| Période de fabrication : 1900-1924 | Fabricant : J. Carpentier | |
| Domaines : Physique | Sous-domaines : Electrostatique | |
| Organisme : Université de Franche-Comté | Ville : Besançon | |
| Modèle : | Matériaux : Laiton |
Description
Cet électromètre, fabriqué par J. Carpentier, est composé d’une lame et de quatre quadrants. La lame mince, en aluminium, à la forme de deux quarts de cercle opposés. Elle est suspendue à l’intérieur d’une sorte de boîte plate, formée des quatre quadrants formant eux mêmes deux paires.

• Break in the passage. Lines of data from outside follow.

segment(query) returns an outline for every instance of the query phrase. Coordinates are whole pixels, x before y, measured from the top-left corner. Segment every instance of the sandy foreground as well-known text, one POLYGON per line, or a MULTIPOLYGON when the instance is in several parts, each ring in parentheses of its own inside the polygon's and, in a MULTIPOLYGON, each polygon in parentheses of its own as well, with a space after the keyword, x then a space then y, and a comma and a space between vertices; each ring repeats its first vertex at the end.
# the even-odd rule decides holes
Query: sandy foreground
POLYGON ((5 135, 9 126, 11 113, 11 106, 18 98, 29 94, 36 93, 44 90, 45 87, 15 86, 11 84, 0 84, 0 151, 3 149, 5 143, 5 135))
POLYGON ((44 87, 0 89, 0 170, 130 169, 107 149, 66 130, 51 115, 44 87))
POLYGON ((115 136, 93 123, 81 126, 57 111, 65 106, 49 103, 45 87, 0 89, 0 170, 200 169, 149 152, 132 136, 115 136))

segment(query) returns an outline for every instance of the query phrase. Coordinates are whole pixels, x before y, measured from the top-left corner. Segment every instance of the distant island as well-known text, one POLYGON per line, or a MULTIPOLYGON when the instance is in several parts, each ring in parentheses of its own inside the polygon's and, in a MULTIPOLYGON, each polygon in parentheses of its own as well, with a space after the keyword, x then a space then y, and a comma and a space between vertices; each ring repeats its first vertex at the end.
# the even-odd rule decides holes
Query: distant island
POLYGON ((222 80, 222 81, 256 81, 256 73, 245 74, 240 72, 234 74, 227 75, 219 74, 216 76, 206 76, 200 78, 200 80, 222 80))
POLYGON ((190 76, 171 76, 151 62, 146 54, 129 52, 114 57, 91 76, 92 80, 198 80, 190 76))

Le centre de la boîte et de la lame sont placés sur la même verticale. Les quadrants sont maintenues par le haut, tout comme la lame soutenue par un double fil en coton. Ce fil se prolonge sous le dessous de la lame et porte un miroir. Un fil de platine part du miroir et plonge dans une cuve remplie d’acide sulfurique. Un autre fil isolé plonge dans ce liquide et permet de mettre la lame en communication électrique avec l’extérieur.
Ce système est placé dans une cage métallique noire, surmontée d’un tube en verre entourée ici d’un cylindre en laiton. Au sommet du tube est placé un treuil maintenant le fil de torsion de la lame permettant aussi de l’abaisser ou de la relever légèrement. Le support en laiton est muni de trois vis calantes.
On pointe une lunette munie d’une règle en direction du miroir, via l’ouverture centrale percée à la surface de la boîte, afin de lire l’angle de torsion de la lame. Il s’agit de la méthode de Poggendorf. La position d’équilibre de la lame est préalablement réglée et les quatre quadrants sont mis en communication avec le sol. A l’aide d’un fil, on met la lame en communication avec le pôle positif d’une pile, dont le pôle négatif est relié à la terre. La lame est donc portée à un potentiel positif constant et élevé.
Utilisation
Cet électromètre à quadrants de Mascart était utilisé dans le cadre de la recherche et de l'enseignement au laboratoire de physique de l'Université de Besançon.